In a third political trilogue on June 28, the parties finally reached agreement on “core elements” of the proposed legislation. This is according to so-called four-column documents also published by Statewatch. To this end, the Council held intensive discussions with Parliament’s rapporteur Birgit Sippel (Social Democrats). Justice ministers from France and the Czech Republic were also involved.
The European Commission presented the proposal for a regulation on Production and Preservation Orders of electronic evidence in criminal matters more than four years ago. It is intended to enable the law enforcement authorities of the member states to oblige Internet service providers located in another EU state to transfer data of their users following a request. The regulation contains provisions on inventory and traffic data as well as on the content of communications.
An additional directive also requires companies to appoint legal representatives. Companies based in third countries but offering their services in the EU are also affected. They must designate a “point of contact” within the EU to which orders from an EU country can be sent. The governments on whose territory the companies are located are left out of the loop with their own judicial authorities. The requests will only be authorized in the issuing state by a court order.
Priority of the Czech Presidency
The Czech Republic, which took over the six-month EU presidency from France, is giving the e-evidence dossier high priority. There is to be a final political trialogue at the beginning of September, and by August 19 the justice ministries of the member states are to communicate their position on the negotiations. These will be discussed at a meeting of the Working Party on Judicial Cooperation in Criminal Matters (COPEN) on September 1. Details are then to be clarified in two further technical trilogues, of which there have already been six meetings.
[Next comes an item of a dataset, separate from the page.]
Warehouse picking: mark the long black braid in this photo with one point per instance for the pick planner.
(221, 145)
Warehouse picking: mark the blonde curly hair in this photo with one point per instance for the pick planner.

One of the issues still open is the so-called residence criterion. It is supposed to regulate who falls under the scope of the planned regulation. For this purpose, the Parliament proposes one year as the period for determining the permanent residence of a person. According to the Council’s definition, “habitual residence” is to be the decisive factor.
The application of the planned regulation for “emergency situations” is also controversial. The member states in the Council demand immediate surrender without the detours described in the regulation. The Parliament, meanwhile, insists on a “suspensive effect”.
New “exchange system” for orders and data
New is the proposal for a decentralized “Common European Exchange System” through which the exchange of orders and issued data will be handled. Via national contact points in all EU countries, it is to network the competent authorities from 2026. Each member state must bear the costs of setting up, operating and maintaining the system and ensure that the interfaces are interoperable with those in other countries.
The EU Commission is to specify the details in implementing acts. The digital documents distributed via the exchange system are to be classified as legally secure, for example, in the context of cross-border legal proceedings with electronic signatures and seals. Internet service providers will also be connected with their designated branches. If electronic communication via the “exchange system” is disrupted, transmission must take place via other channels.
The new IT system should also make it possible to compile statistics on Production and Preservation Orders. This should show which of these have been issued for emergencies and which have been refused, and also document the time taken to process them. By June 30 of each year, the commission would then publish a report with data on the previous year.
Similar legislation at Council of Europe and United Nations
In parallel to the negotiations on the e-evidence regulation, the EU Commission has been discussing arrangements with the United States, including across EU borders. Under discussion is inclusion in the so-called CLOUD Act, which allows the U.S. government to issue disclosure orders to domestic Internet service providers.
With a second additional protocol to the Budapest Convention, the Council of Europe has also introduced new regulations on the release of electronic evidence. The agreement, which was negotiated over several years, was opened for signature in May. Initially, 22 member states of the Council of Europe signed it.
Finally, the United Nations is also negotiating such an agreement to combat the use of information and communication technologies for criminal purposes. Because the proposal in July 2021 came from the Russian Federation, many Western UN members were initially reserved. In the meantime, the second round of negotiations has already taken place.